Assignments for intensive NLP course, University of Helsinki
Carry out all the exercises below and submit your answers on Moodle. Also submit a single Python file containing your full implementation.
For this exercise session, we will mostly be using these five ‘documents’.
documents = ['Wage conflict in retail business grows',
'Higher wages for cafeteria employees',
'Retailing Wage Dispute Expands',
'Train Crash Near Petershausen',
'Five Deaths in Crash of Police Helicopter']
In this exercise, we will build a simple document-term matrix for the documents in Exercise 0.
For each document, convert to lowercase, tokenize, remove stopwords and then lemmatize.
You can use your code from day 2’s assignment to do all of these
things: the filter_text()
function. (You will need to remove the
sentence tokenizer, but otherwise you can reuse the code exactly.)
Construct a vocabulary for your corpus which is all the words that appear in the documents minus stopwords.
Construct a document-term matrix by going through each document and checking if the vocabulary word is present or not.
The shape of the matrix will be the no. of documents by the vocabulary size (n_docs x vocab_size)
.
Try importing Scitkit-learn:
import sklearn
If you do not have it installed, install it in your virtual environment:
pip install scikit-learn
Scikit-learn actually has a class called the CountVectorizer to build document-term matrices easily and includes a number of options such as removing stopwords, tokenizing, indicating encoding (important for documents in other languages), and others. For more information, see the documentation. At the bottom of the page is a code snippet to build count vectors for each document. You can easily convert these to a binary doc-term matrix.
from sklearn.feature_extraction.text import CountVectorizer
vectorizer = CountVectorizer()
X = vectorizer.fit_transform(corpus)
counts = X.toarray() # Get the doc-term count matrix
dt = counts > 0 # Convert to a binary matrix
doc_term_mat = dt * 1 # If you prefer, represent as 1s and 0s
How does your doc-term matrix from 1.1 compare to your doc-term matrix from 1.2? Are they exactly the same or are their differences? If they are different, what could account for such difference?
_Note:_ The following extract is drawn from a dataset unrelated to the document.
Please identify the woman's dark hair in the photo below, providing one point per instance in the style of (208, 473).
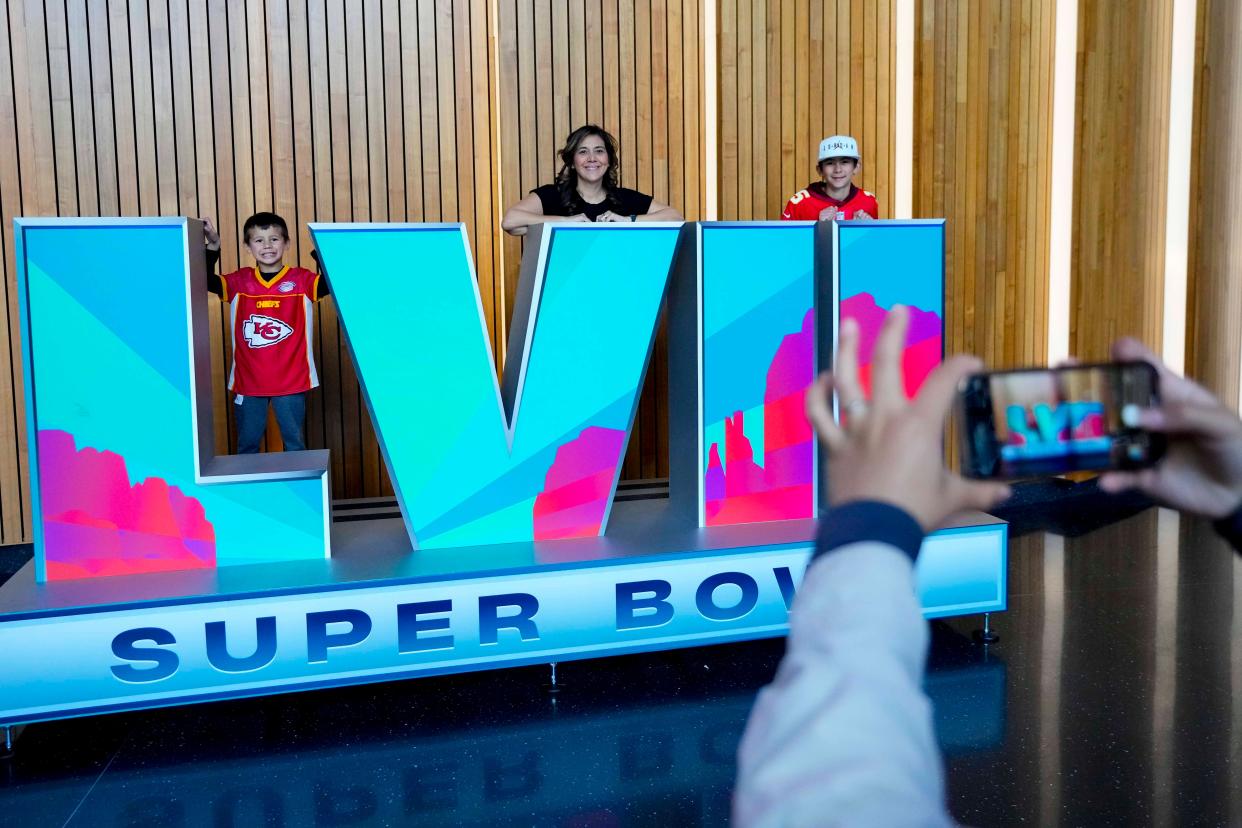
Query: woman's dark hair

For the next exercises, we will make use the doc-term matrix with count vectors produced by the CountVectorizer
.
Suppose you have the query ‘retail wages’. Rank the documents by relevance to this query by getting the dot product of the query by the doc-term matrix.
To convert the query string into a vector, use the transform()
method of the vectorizer you created in the previous exercise. Remember that the vectorizer expects a list of strings.
Use numpy
’s dot()
to compute dot products.
If necessary, remind yourself of what happens when you take a dot product of a matrix and vector. Looking at the diagrams on the lecture slides might also help.
Normalize the count vectors of the doc-term matrix by the document length and perform the same relevance ranking.
In the previous exercise, our doc-term matrix is composed of count vectors where each element in the vector is the number of times a word appeared in the document.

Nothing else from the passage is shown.